Much goes right with the play that goes wrong

In August 2022, the Searcy Summer Dinner Theatre, which is presented by the Department of Theatre at Harding University, premiered “The Play That Goes Wrong.” BroadwayWorld Arkansas nominated the production for seven awards, and it received five in January, including best play overall. The awards represent excellence in professional, educational and community theaters across the region.

Photos by Madison Meyer

“The Play That Goes Wrong” is a comedic murder mystery set in the 1920s. The characters attempt to perform an embedded story — a play-within-a-play — called “The Murder at Haversham Manor.” Mayhem breaks across the set as characters misplace props, set pieces break and the actors break character. It creates a fun, engaging atmosphere in which the audience participates.

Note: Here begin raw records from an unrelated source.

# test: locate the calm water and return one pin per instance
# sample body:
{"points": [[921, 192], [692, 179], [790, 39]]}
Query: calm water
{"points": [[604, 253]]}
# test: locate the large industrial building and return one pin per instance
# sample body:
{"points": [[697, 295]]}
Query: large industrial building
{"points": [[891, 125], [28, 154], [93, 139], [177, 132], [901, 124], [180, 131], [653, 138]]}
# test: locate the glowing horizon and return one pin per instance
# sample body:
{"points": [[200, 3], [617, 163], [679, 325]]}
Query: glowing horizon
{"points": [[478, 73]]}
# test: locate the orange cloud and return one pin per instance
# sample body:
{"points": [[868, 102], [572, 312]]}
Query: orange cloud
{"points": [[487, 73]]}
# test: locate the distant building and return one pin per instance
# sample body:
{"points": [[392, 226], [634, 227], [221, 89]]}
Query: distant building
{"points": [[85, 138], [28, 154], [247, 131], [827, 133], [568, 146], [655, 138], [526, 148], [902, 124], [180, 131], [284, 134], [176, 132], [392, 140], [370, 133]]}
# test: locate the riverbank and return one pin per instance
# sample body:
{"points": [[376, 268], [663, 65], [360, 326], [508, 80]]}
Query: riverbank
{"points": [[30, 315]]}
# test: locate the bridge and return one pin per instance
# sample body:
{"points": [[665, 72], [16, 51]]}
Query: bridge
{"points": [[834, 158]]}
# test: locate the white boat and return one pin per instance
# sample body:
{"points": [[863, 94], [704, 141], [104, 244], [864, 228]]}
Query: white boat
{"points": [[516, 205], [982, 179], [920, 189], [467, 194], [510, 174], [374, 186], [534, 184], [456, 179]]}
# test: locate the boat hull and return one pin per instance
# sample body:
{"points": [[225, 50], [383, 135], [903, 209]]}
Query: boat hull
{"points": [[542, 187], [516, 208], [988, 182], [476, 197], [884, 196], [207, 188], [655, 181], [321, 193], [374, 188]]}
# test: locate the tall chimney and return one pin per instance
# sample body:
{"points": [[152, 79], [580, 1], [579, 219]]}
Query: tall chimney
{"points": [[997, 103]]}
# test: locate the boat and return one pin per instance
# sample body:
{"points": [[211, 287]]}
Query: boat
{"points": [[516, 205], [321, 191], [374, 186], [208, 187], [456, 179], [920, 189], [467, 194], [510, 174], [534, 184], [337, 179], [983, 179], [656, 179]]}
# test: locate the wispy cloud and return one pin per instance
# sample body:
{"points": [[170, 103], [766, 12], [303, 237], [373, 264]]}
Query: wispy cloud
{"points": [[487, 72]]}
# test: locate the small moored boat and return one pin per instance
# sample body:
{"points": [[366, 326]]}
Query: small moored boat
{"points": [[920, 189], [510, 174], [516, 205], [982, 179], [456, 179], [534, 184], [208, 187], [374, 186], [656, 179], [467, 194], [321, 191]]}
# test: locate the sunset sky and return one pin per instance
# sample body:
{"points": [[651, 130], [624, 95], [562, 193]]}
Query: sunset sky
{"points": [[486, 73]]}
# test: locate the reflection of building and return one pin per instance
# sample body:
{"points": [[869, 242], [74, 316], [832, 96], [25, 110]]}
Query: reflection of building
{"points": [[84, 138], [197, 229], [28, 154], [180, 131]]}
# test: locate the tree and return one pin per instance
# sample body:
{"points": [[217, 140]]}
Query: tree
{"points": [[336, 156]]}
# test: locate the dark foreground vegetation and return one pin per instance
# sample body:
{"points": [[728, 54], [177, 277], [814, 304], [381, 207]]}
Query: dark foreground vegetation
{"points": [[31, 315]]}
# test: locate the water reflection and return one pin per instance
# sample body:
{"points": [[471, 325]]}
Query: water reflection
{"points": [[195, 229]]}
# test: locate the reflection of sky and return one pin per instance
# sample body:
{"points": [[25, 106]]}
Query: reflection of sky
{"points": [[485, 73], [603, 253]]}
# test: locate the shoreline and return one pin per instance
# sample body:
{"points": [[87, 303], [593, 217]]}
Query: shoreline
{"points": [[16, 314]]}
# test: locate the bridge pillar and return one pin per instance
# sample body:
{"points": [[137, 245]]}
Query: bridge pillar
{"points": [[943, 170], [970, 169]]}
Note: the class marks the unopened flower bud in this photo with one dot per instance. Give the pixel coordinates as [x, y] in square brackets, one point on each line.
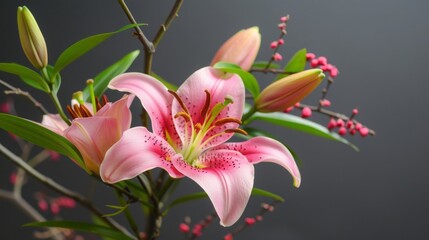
[289, 90]
[31, 38]
[241, 49]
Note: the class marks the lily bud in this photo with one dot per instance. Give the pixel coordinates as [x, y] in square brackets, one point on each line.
[31, 38]
[241, 49]
[289, 90]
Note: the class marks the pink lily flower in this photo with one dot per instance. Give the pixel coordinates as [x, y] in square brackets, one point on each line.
[94, 135]
[189, 131]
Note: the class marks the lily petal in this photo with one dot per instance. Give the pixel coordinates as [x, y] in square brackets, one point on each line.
[263, 149]
[227, 178]
[154, 97]
[89, 135]
[136, 152]
[220, 86]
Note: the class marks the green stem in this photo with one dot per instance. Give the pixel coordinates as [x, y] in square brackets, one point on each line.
[57, 104]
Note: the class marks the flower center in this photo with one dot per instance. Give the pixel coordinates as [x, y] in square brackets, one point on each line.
[198, 135]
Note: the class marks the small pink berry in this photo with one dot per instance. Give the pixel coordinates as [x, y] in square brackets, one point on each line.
[364, 131]
[358, 126]
[12, 178]
[284, 19]
[332, 124]
[277, 57]
[325, 103]
[228, 237]
[342, 131]
[333, 72]
[340, 122]
[289, 109]
[314, 63]
[184, 227]
[43, 205]
[306, 112]
[310, 56]
[55, 208]
[4, 107]
[250, 221]
[273, 44]
[322, 60]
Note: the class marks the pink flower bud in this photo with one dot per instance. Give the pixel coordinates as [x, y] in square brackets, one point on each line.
[277, 57]
[322, 60]
[289, 90]
[241, 49]
[310, 56]
[184, 227]
[364, 131]
[274, 44]
[306, 112]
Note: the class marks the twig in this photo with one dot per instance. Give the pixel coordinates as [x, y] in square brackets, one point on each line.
[62, 190]
[17, 91]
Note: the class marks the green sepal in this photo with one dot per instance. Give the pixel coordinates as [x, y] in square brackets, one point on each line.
[250, 82]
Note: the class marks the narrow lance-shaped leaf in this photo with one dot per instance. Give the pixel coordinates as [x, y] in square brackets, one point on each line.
[300, 124]
[27, 75]
[296, 63]
[83, 46]
[40, 136]
[250, 82]
[103, 78]
[84, 227]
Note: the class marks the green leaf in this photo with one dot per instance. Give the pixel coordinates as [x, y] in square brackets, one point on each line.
[249, 80]
[83, 46]
[300, 124]
[40, 136]
[184, 199]
[27, 75]
[103, 78]
[84, 227]
[296, 63]
[260, 192]
[165, 82]
[263, 65]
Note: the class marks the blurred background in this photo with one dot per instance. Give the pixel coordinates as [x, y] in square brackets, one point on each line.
[381, 49]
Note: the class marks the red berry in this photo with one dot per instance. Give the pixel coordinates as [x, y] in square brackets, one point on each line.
[306, 112]
[342, 131]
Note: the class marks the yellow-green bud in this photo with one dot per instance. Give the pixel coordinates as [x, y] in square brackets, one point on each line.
[289, 90]
[31, 38]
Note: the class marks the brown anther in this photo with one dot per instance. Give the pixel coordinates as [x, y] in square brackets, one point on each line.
[84, 111]
[223, 121]
[236, 130]
[71, 112]
[182, 104]
[184, 115]
[206, 104]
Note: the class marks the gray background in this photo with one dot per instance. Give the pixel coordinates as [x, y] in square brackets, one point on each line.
[381, 49]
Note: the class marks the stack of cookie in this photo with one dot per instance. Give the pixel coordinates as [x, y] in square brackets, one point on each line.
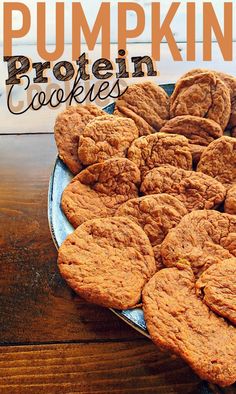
[147, 200]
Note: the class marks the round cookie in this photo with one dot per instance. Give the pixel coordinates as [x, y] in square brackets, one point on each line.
[157, 149]
[203, 238]
[219, 160]
[99, 190]
[203, 95]
[68, 127]
[156, 214]
[217, 286]
[199, 131]
[197, 151]
[107, 262]
[195, 190]
[178, 321]
[106, 137]
[147, 104]
[229, 81]
[230, 201]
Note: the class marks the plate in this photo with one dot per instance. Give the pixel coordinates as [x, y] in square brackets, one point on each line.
[60, 227]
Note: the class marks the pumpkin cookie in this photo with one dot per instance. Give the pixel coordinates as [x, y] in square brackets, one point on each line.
[203, 95]
[107, 262]
[99, 190]
[157, 149]
[200, 131]
[179, 321]
[68, 127]
[156, 214]
[230, 82]
[217, 285]
[194, 189]
[219, 160]
[147, 104]
[230, 201]
[197, 151]
[106, 137]
[203, 238]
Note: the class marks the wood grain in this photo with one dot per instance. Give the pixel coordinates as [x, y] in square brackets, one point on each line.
[136, 367]
[36, 304]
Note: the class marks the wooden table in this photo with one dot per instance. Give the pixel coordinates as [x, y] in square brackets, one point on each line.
[51, 340]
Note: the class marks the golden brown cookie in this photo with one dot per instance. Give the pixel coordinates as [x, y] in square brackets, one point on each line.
[203, 238]
[156, 214]
[179, 321]
[219, 160]
[147, 104]
[68, 127]
[230, 82]
[217, 285]
[203, 95]
[194, 189]
[99, 190]
[230, 201]
[197, 151]
[107, 262]
[106, 137]
[157, 149]
[200, 131]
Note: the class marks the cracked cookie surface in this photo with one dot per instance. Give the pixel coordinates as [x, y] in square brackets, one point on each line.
[158, 149]
[68, 127]
[106, 137]
[219, 160]
[203, 95]
[230, 201]
[217, 285]
[107, 262]
[156, 214]
[99, 190]
[179, 321]
[230, 82]
[200, 131]
[203, 238]
[147, 104]
[194, 189]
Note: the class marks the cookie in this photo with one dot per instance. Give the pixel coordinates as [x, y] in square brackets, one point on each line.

“It is an honor to be nominated, and a joy to win,” said Dr. Steven Frye, professor of theatre and department chair at Harding. “It speaks to the quality of our patrons, our productions, and most of all, to the creative talent of our people who constantly prove that theatre is alive and well in Searcy at Harding University.”

In addition to his teaching duties, Frye has produced and directed Searcy Summer Dinner Theatre productions for 29 years. For 28 years, he has also been Director of Spring Sing, an annual musical revue involving more than 1,000 students. An award-winning teacher, playwright, director and producer with extensive experience in live theater, film and video, Frye is excited to create art and entertainment for the region.

“Working in a summer-stock environment generally means an accelerated rehearsal schedule,” Frye said. “In terms of Searcy Summer Dinner Theatre, that often means three or four weeks of rehearsal before the performance. With “The Play That Goes Wrong,” we stretched that to five weeks to allow more time for our tech crew and actors to work with the ‘fall apart’ nature of the set. Things fall off walls, doors come off hinges, a second-story landing collapses, things catch fire and props break at the worst possible time. It becomes an exercise in choreographed chaos.”

Senior Asher Patten, who won the award for best performer in a play, reflects on the joy that the production brought, both from performing with his fellow cast members and from feeling the audience’s energy.

“It was one of the most fun experiences I have had on any set or stage, and our cast was so full of spirit and fun,” Patten said. “We genuinely had a blast being together for the whole summer. When the show opened, each night was different as the audience would respond to different bits uniquely, and it would sort of shift the energy, or our reaction to things, in the moment. It just felt like a really fun improv exercise with a script as a guideline. It was so great, and I’ll never forget it.”

Harding University has a robust theater program because of the generosity of donors. One significant donor was Mary K. Murphy, who was a regular patron for several years. After she died in 2002, her son, Dr. Charles Murphy, informed the university that Mrs. Murphy included a bequest to permanently endow Searcy Summer Dinner Theatre because of her love for Harding and the summer performances. 

“The Mary K. Murphy Endowment is an amazing example of the servant hearts of our patrons,” Frye said. “Mrs. Murphy’s generous gift annually provides equipment, costumes and many other things that allow us to keep the overall ticket cost down for such high-quality productions. Searcy is our home, and we are honored that patrons like Mary K. Murphy and her family support what we strive to bring to our home each year.”